User Review: Arc'teryx Naos 70
This is a fantastic pack. Expensive, but this is a ten year piece of kit. The reviews for the Naos 55 apply equally to the 70 version. My comments (in no particular order):
- the waterproof construction is flawless. You'll never need to buy another pack cover or dry bag again.
- no bulky side pockets, but a huge amount of space in the lid. Camera, gloves, everything fits in there. There's another pocket on the lowerside of the lid, as well as two flat pockets on the body (one of which has a drainage hole at the bottom for that damp tarp/flysheet). The tall, slim profile of the pack is perfect for me and balances wonderfully - my gut tells me that slimmer builds will like this pack.
- roll-down top allows the pack to be vertically compressed and expanded as required (although the less roll-down you leave, the greater the leakage potential).
- the material used to make the pack has a white backing, which means the entire inside of the pack is very light. I'd never appreciated what a difference this makes when trying to find things. No more poking around with the headlamp for that lost sock at the bottom of a big black pack.
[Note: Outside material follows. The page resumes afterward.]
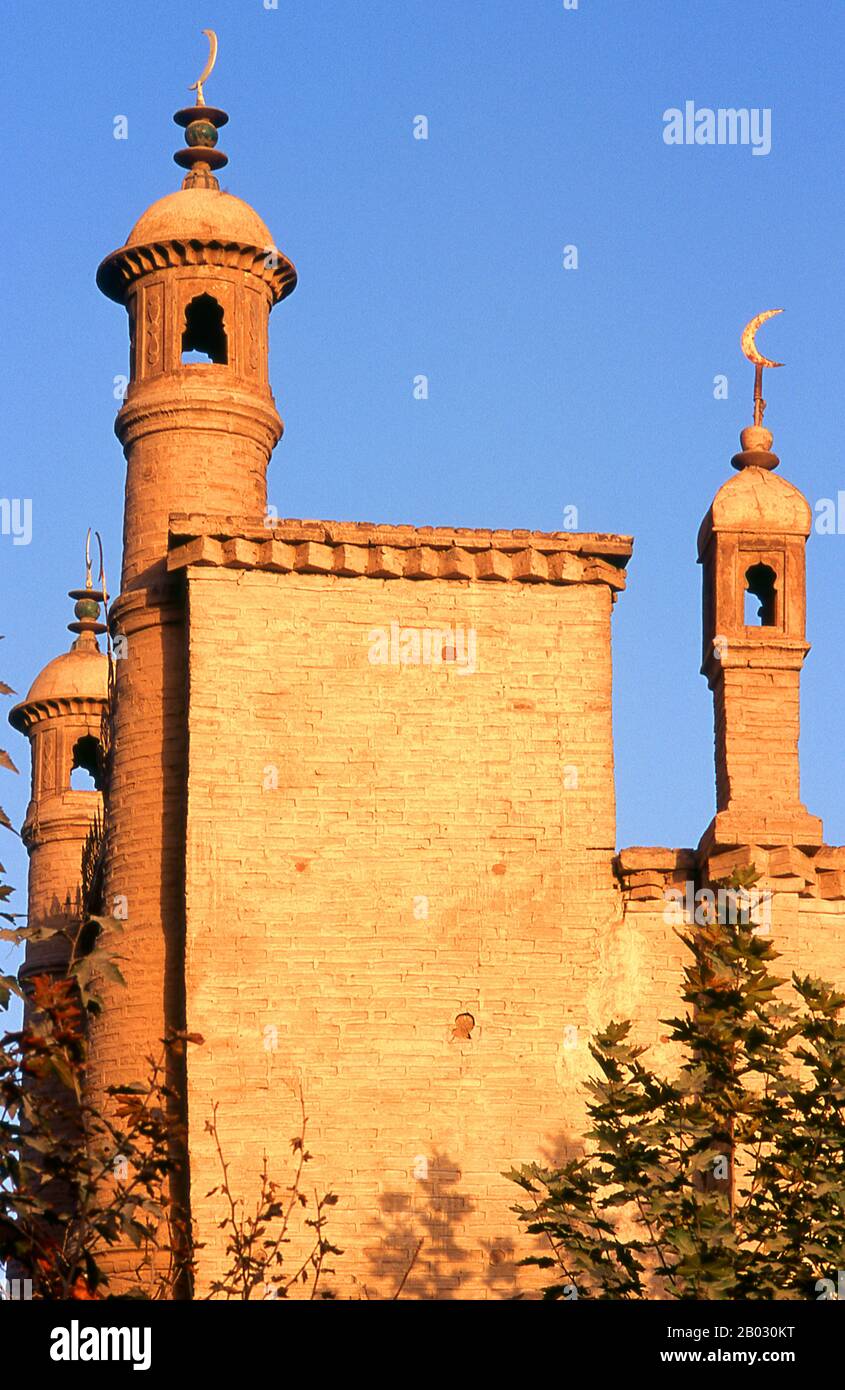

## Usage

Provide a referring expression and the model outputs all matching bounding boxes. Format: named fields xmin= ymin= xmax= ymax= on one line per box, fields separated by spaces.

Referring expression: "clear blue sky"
xmin=1 ymin=0 xmax=843 ymax=978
- pivoting hipbelt, via the Load Transfer Disc. The hipbelt rotates around 20 degrees from horizontal in both directions, keeping the pack nicely upright while your hips move alternately up and down. I love pivoting packs, but have always found that the complexity of the engineering eventually lets them down. The Naos though is beautifully simple - a circular disc on the hipbelt which slots into the body of the pack, and two side straps to adjust the amount of twist. A little grease should be all that is required to keep this going for years.
- the hipbelt is also removable. A counter-clockwise twist removes the belt from the pack, making it much less likely to get damaged if checked for a flight. I also found that without the belt, a full pack will fit nicely into a lightweight suit bag, further lessening the risk of rips and broken straps during flights. Re-attaching the hip belt needs some care, as I suspect incorrect attachment followed by usage could lead to serious damage.
- there's only one way in or out of the bag - through the top. No separately accessible sleeping back compartment, no front zipper. If you can't live without these, you won't like this one. Personally I don't miss them.
- not the easiest pack to load and unload, partly for the reason given above, but also because of the rolldown and waterproof design. The rolldown top extends a long way, around another 12 inches from what could be considered the top of the main section of the bag. While this gives some room for expansion, it can also get in the way when you are stuffing things into the pack, especially given that the top of the rolldown is designed to snap closed. Also the waterproof material is slightly rubbery - things do not always slide into the pack easily.
- the axe/gear loops are a little too low - I'd have preferred them a couple of inches high for better support. I usually end up attaching gear to the 3 side straps instead.
- there is no ugly. This is a beautiful pack.